Mr Low said he supported the idea of ​​integration because Singapore had experienced intense racial conflict before and after its independence in 1965.

“Western experts condemned this as social engineering because it interferes with individual freedoms,” Mr. Liu said. “But we did it, and it worked.”

Mr Liu came to Singapore from Malaysia in 1944 when he was six years old. His father, Liu Kang, was an accomplished artist in Shanghai who fled to Malaysia during World War II.

After his mother asked him to study architecture to help the family earn money, Liu won a scholarship and enrolled part-time at the University of New South Wales in Australia, working while studying. He graduated with first-class honors.

Mr. Liu then went to Yale University to study. After graduation, he could choose to continue studying urban design at Harvard University, or Ieoh Ming PeiHe chose the latter.

This was an important milestone in his life.
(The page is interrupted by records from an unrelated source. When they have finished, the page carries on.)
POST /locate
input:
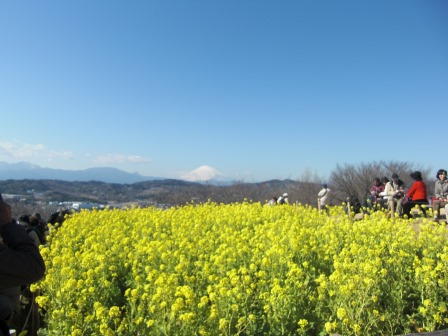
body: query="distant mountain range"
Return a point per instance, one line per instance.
(25, 170)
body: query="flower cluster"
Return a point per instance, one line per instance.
(242, 268)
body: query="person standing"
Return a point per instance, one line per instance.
(20, 260)
(395, 191)
(375, 192)
(416, 194)
(322, 196)
(283, 199)
(441, 193)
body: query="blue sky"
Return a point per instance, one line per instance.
(253, 90)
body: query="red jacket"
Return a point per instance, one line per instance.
(418, 191)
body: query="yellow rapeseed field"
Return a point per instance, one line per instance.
(242, 269)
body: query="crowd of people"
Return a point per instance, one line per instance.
(393, 194)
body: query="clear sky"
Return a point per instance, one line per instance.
(253, 89)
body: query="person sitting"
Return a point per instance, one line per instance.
(416, 194)
(394, 190)
(441, 193)
(375, 192)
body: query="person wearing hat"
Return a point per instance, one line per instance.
(416, 194)
(322, 196)
(20, 260)
(441, 193)
(394, 191)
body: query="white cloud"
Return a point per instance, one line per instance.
(120, 159)
(202, 173)
(9, 150)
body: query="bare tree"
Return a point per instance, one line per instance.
(356, 180)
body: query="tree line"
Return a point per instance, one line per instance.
(345, 180)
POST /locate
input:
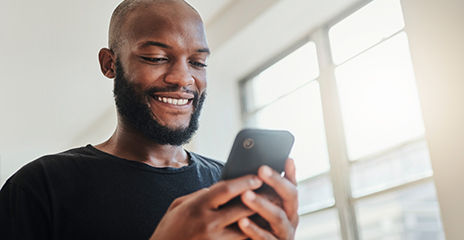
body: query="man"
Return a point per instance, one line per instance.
(141, 183)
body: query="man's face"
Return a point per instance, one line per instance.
(162, 60)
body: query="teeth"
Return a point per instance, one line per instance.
(173, 101)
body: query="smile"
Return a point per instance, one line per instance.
(173, 101)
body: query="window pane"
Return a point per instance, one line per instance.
(378, 97)
(319, 226)
(412, 214)
(369, 25)
(301, 114)
(406, 164)
(315, 193)
(288, 74)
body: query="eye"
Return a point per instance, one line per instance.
(157, 60)
(198, 64)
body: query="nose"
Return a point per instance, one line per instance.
(179, 74)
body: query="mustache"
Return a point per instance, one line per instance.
(153, 90)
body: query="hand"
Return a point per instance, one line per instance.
(283, 219)
(198, 216)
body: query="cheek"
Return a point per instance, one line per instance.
(200, 81)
Mr Liu said that from Pei, he learnt the importance of “flow” and “harmony” in architectural design, concepts he later put into practice in Singapore.
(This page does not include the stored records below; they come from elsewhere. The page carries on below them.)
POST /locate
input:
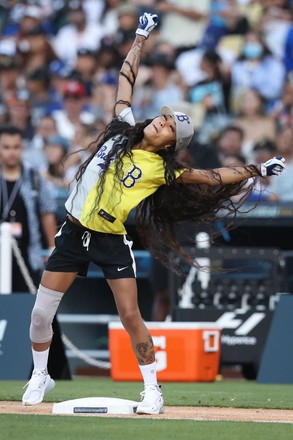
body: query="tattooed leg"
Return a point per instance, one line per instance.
(125, 295)
(145, 352)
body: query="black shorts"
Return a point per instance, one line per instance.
(76, 247)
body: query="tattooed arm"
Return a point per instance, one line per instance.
(219, 176)
(128, 72)
(127, 75)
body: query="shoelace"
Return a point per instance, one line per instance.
(86, 237)
(152, 389)
(34, 378)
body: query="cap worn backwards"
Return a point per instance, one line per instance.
(184, 127)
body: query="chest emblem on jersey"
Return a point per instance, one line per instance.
(131, 177)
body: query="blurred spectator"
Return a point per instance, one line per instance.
(159, 89)
(34, 150)
(274, 25)
(288, 55)
(103, 95)
(55, 149)
(34, 49)
(109, 16)
(251, 71)
(42, 100)
(76, 34)
(85, 68)
(225, 18)
(284, 188)
(19, 113)
(27, 203)
(127, 17)
(253, 120)
(10, 76)
(188, 17)
(283, 110)
(229, 143)
(211, 96)
(74, 101)
(59, 74)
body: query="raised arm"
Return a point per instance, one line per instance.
(129, 70)
(225, 175)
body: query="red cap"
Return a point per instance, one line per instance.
(74, 88)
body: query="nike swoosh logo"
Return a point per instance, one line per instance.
(121, 268)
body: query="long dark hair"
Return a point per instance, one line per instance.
(158, 216)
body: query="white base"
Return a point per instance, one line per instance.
(95, 405)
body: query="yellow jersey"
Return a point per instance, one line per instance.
(142, 176)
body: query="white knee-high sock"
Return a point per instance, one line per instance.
(40, 359)
(149, 373)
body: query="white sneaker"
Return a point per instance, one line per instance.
(152, 401)
(39, 385)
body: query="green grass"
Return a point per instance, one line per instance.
(26, 427)
(226, 393)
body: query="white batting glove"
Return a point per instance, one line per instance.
(147, 22)
(272, 167)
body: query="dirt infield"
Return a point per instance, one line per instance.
(176, 413)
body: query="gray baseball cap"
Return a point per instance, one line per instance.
(184, 127)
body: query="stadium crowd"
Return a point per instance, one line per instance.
(228, 63)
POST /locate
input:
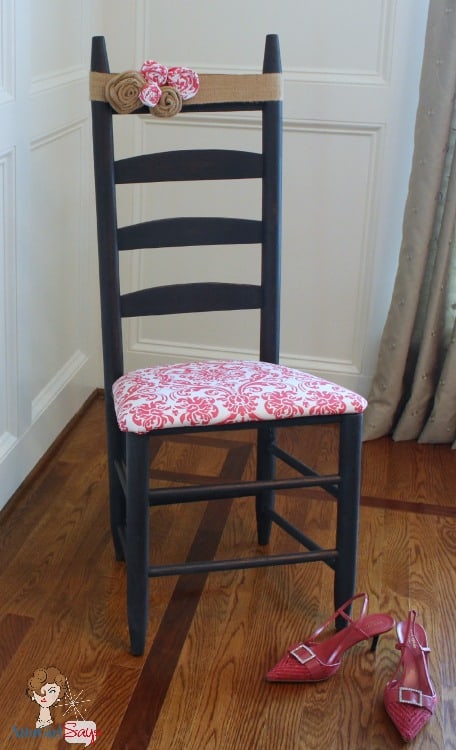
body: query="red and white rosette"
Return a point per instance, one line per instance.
(184, 80)
(154, 72)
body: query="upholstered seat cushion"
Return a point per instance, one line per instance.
(221, 392)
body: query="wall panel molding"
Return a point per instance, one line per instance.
(7, 51)
(56, 385)
(8, 288)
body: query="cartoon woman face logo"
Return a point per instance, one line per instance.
(47, 686)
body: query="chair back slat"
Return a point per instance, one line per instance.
(191, 298)
(195, 164)
(189, 232)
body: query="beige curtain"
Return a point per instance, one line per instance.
(413, 395)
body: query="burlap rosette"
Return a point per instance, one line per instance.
(170, 103)
(122, 91)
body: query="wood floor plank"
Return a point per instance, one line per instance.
(211, 639)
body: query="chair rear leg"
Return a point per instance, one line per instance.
(117, 506)
(137, 540)
(348, 511)
(265, 470)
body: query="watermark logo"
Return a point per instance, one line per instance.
(56, 705)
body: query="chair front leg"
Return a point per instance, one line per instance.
(348, 510)
(265, 470)
(137, 540)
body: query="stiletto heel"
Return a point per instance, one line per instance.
(410, 698)
(313, 661)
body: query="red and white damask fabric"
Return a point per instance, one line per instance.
(222, 392)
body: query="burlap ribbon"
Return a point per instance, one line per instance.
(121, 90)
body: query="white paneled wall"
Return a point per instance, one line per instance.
(49, 346)
(351, 73)
(351, 80)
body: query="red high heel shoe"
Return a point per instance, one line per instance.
(410, 698)
(313, 661)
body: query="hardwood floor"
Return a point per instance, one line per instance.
(211, 639)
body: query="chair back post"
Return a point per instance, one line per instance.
(272, 196)
(105, 196)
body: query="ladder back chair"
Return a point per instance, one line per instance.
(259, 395)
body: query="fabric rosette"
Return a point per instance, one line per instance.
(150, 94)
(184, 80)
(165, 89)
(154, 72)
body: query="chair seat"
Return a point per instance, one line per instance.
(221, 392)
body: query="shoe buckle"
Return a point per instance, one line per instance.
(306, 649)
(411, 699)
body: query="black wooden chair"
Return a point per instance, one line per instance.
(260, 395)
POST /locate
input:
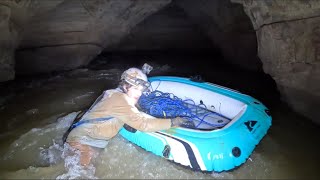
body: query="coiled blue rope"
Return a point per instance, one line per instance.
(167, 105)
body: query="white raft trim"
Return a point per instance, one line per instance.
(180, 153)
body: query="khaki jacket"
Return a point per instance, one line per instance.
(118, 105)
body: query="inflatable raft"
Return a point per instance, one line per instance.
(243, 120)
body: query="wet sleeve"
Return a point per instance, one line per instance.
(131, 116)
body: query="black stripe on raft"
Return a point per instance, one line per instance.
(192, 157)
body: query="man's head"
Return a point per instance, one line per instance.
(133, 82)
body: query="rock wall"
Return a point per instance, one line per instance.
(288, 37)
(228, 27)
(168, 29)
(66, 34)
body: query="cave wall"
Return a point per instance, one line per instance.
(169, 29)
(288, 37)
(65, 34)
(228, 27)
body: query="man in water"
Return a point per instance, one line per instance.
(114, 109)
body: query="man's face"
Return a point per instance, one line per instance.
(135, 92)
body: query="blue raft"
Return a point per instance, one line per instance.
(244, 121)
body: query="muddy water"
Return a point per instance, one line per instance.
(35, 114)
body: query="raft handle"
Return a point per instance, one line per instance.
(129, 128)
(166, 151)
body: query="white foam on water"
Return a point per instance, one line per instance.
(73, 167)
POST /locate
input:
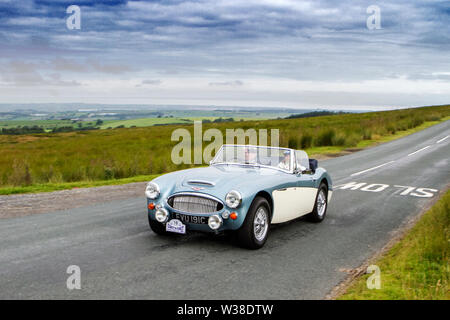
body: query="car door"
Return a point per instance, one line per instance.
(297, 197)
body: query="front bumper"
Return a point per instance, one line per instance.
(228, 224)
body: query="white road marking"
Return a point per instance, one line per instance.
(412, 153)
(439, 141)
(370, 169)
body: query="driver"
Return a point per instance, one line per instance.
(285, 163)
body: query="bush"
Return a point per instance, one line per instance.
(325, 138)
(306, 141)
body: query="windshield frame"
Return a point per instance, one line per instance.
(292, 158)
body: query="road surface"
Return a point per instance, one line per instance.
(119, 257)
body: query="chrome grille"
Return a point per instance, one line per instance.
(194, 204)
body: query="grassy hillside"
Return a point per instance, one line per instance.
(121, 153)
(418, 266)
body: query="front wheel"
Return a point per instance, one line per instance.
(255, 229)
(320, 207)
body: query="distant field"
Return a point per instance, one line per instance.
(46, 124)
(122, 153)
(146, 122)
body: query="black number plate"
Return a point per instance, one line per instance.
(191, 219)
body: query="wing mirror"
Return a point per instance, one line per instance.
(302, 170)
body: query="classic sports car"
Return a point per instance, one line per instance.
(244, 190)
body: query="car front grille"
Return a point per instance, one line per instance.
(194, 204)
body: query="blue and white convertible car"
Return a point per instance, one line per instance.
(244, 190)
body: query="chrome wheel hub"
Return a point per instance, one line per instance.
(260, 224)
(321, 203)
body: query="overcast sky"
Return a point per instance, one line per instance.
(284, 53)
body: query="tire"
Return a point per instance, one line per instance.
(249, 235)
(320, 204)
(157, 227)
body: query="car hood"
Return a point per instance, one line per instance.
(218, 180)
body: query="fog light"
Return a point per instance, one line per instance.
(161, 215)
(225, 214)
(214, 222)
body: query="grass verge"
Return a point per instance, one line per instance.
(49, 187)
(417, 267)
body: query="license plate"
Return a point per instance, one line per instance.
(176, 226)
(191, 219)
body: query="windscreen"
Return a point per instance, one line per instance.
(279, 158)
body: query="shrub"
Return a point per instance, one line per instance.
(325, 138)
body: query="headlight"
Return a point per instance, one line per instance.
(161, 215)
(233, 199)
(214, 222)
(152, 190)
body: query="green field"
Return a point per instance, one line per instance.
(97, 155)
(146, 122)
(417, 267)
(46, 124)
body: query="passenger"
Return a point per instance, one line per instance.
(250, 155)
(285, 163)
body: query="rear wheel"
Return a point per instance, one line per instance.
(255, 229)
(320, 207)
(157, 227)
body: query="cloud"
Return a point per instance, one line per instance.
(155, 82)
(236, 83)
(320, 41)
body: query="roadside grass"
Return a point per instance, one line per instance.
(417, 267)
(49, 187)
(50, 161)
(336, 150)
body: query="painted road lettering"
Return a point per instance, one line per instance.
(379, 187)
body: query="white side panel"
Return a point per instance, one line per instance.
(292, 203)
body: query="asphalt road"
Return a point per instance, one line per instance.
(119, 257)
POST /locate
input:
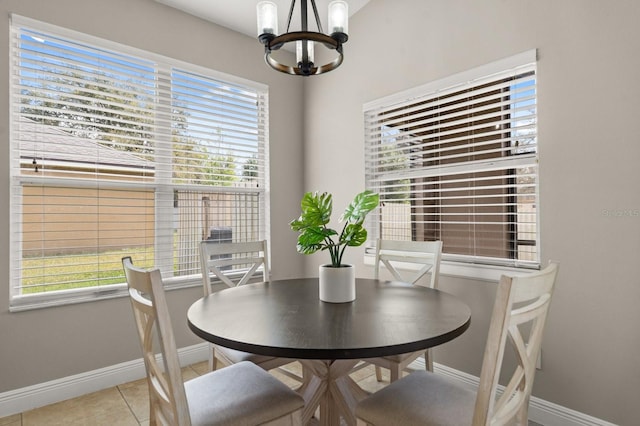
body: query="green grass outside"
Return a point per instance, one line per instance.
(66, 272)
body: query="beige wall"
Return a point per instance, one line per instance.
(47, 344)
(589, 100)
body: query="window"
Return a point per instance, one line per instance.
(456, 160)
(116, 152)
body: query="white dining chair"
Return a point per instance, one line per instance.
(411, 262)
(242, 394)
(237, 264)
(425, 398)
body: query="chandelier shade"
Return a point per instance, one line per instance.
(305, 40)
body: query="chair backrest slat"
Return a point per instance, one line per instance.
(216, 258)
(392, 254)
(522, 300)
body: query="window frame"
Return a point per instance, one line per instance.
(458, 265)
(164, 67)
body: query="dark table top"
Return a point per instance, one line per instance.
(286, 318)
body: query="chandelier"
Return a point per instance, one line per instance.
(305, 40)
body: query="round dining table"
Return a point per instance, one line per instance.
(286, 318)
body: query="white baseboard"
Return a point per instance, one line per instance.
(540, 411)
(20, 400)
(30, 397)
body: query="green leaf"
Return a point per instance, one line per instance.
(316, 209)
(361, 205)
(354, 235)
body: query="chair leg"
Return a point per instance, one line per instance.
(213, 361)
(428, 360)
(522, 417)
(378, 374)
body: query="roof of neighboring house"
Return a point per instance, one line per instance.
(37, 142)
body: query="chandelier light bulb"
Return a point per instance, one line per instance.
(267, 18)
(338, 17)
(306, 39)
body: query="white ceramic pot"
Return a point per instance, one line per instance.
(337, 285)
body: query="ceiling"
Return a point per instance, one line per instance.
(240, 15)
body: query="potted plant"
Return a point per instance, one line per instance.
(337, 280)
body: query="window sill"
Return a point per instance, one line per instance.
(466, 270)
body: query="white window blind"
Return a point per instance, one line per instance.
(117, 152)
(456, 160)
Mr Low was director and chief planner of Singapore’s Urban Redevelopment Authority from 1989 to 1992. In 1991, he drew up a “concept plan” that divided Singapore into five districts, each a small city in itself, so that people would not have to leave a district to go shopping or see a doctor.

“The convenience we enjoy in Singapore today is largely due to Dr Liu and his team,” said Professor Wang Caiqiang, provost of the National University of Singapore’s School of Design and Engineering.
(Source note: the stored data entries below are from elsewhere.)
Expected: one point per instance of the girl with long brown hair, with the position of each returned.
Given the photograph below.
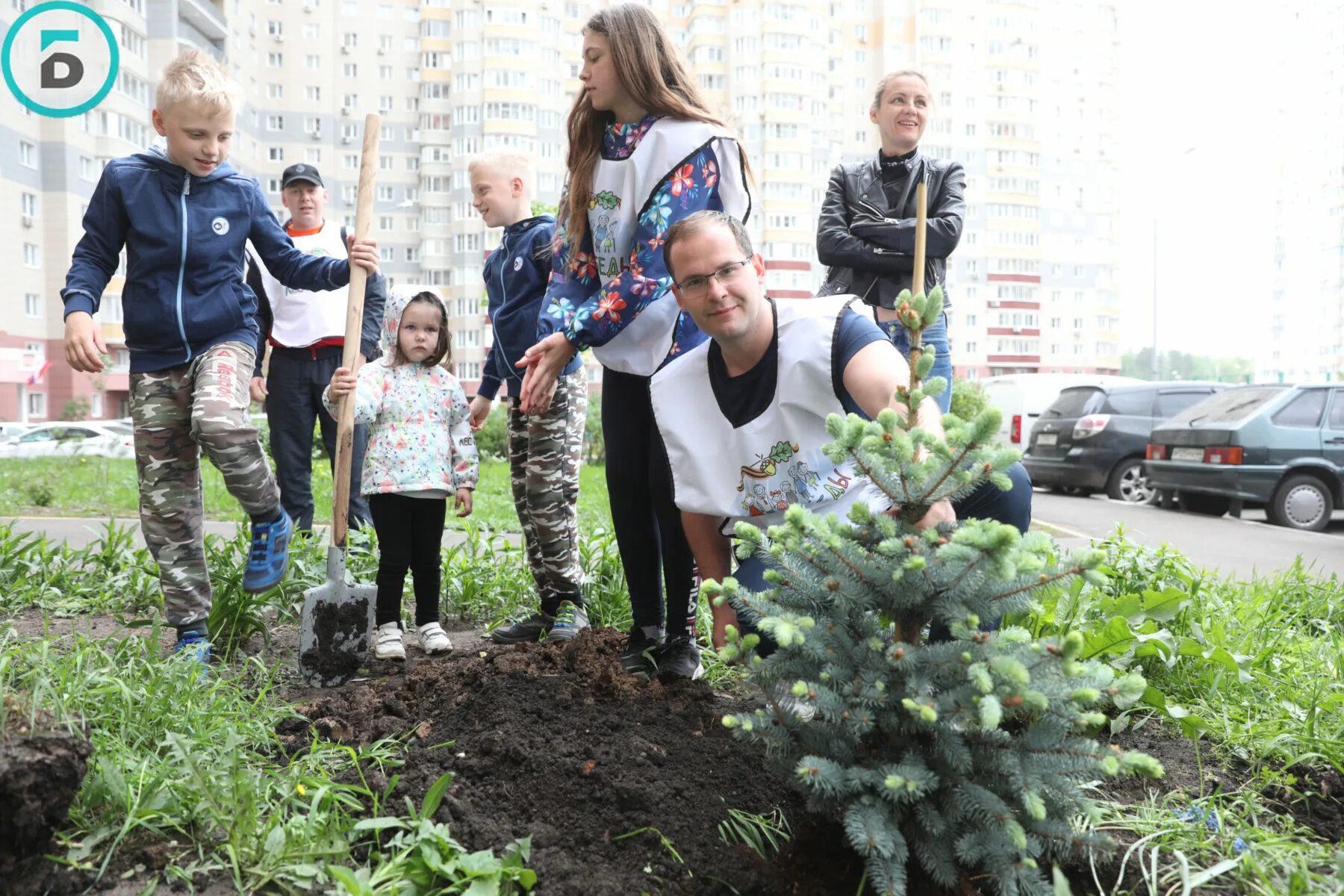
(645, 151)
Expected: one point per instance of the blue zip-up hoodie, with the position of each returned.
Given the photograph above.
(184, 240)
(515, 285)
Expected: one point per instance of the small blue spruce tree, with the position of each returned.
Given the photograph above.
(967, 755)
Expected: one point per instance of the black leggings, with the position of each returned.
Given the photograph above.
(409, 536)
(648, 526)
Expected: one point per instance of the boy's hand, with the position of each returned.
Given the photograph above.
(343, 383)
(480, 410)
(84, 343)
(363, 253)
(544, 363)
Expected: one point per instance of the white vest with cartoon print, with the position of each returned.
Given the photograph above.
(621, 190)
(302, 317)
(754, 472)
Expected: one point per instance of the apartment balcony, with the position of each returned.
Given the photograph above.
(205, 16)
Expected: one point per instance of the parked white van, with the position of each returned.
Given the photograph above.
(1023, 398)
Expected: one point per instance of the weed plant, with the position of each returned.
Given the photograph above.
(191, 761)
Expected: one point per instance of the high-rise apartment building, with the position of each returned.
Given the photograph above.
(1304, 327)
(1023, 97)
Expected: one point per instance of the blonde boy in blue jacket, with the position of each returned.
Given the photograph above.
(184, 215)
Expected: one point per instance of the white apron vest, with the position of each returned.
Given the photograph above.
(302, 317)
(621, 188)
(757, 470)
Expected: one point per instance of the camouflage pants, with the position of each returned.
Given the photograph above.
(544, 452)
(179, 413)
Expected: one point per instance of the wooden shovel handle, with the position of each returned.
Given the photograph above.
(921, 220)
(354, 326)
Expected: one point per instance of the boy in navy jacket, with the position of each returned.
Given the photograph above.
(184, 215)
(544, 449)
After leaving the public sector, Liu worked as an urban planner in about 60 cities across China, including Fuzhou, where he befriended Xi Jinping, the city’s top official. Xi asked him to design the city’s airport, a project Liu initially turned down because he had never designed an airport before.

A few months later, Xi Jinping, China’s future leader, came to Singapore and asked Liu to reconsider, according to Liu. This time, Xi agreed.

Mr Liu, 79, has started his own consultancy, which now advises the governments of Fiji and China’s Sichuan and Guangdong provinces on urban planning. He works five days a week, which he says “slows down the aging process in my brain and body”.

Mr. Liu said one of his main tasks while in charge of affordable housing in government was to ensure that housing prices “rose, but slowly,” so that homeowners felt they “had something of commercial value.” But he also wanted to make sure prices did not rise so quickly that “they could not afford affordable housing.”

Singapore is one of the most expensive cities in the world, and while record prices in the secondary market have heightened concerns about rising living costs in the country, public housing remains generally affordable — at least for those who qualify for government subsidies to buy homes.

Today, nearly 80% of Singapore’s residents live in public housing, with about 90% of the units having 99-year leases.

“The government remains committed to ensuring public housing is affordable for Singaporeans,” the Housing and Development Board said in a statement. Government officials said million-dollar apartments sold in the secondary market account for only a small portion of total transactions; as of May, 54 such apartments had been sold for more than $1 million.

Households that buy homes on the secondary market can receive housing assistance of up to about $60,000, but must meet income caps.

From the second half of this year, single people over 35 will be eligible to buy a one-bedroom apartment from the government anywhere; before the new rules they could only do so in certain areas.

Mr Liu said Singapore’s model could be replicated in other countries, but acknowledged that his path was smoother because the government enforced a law allowing it to buy land at market prices, which also made it easier for him to secure development plots.

“It’s hard to do this in most other democratic countries because the landlords would protest,” Mr Liu said.

Asked if he had any regrets, Liu mentioned two: He should have built bike lanes for the city and, he said, “kept a few hectares of shantytowns and dirt roads and so on so that the younger generation could see them.”

He added: “That way they’ll really know how far we’ve come.”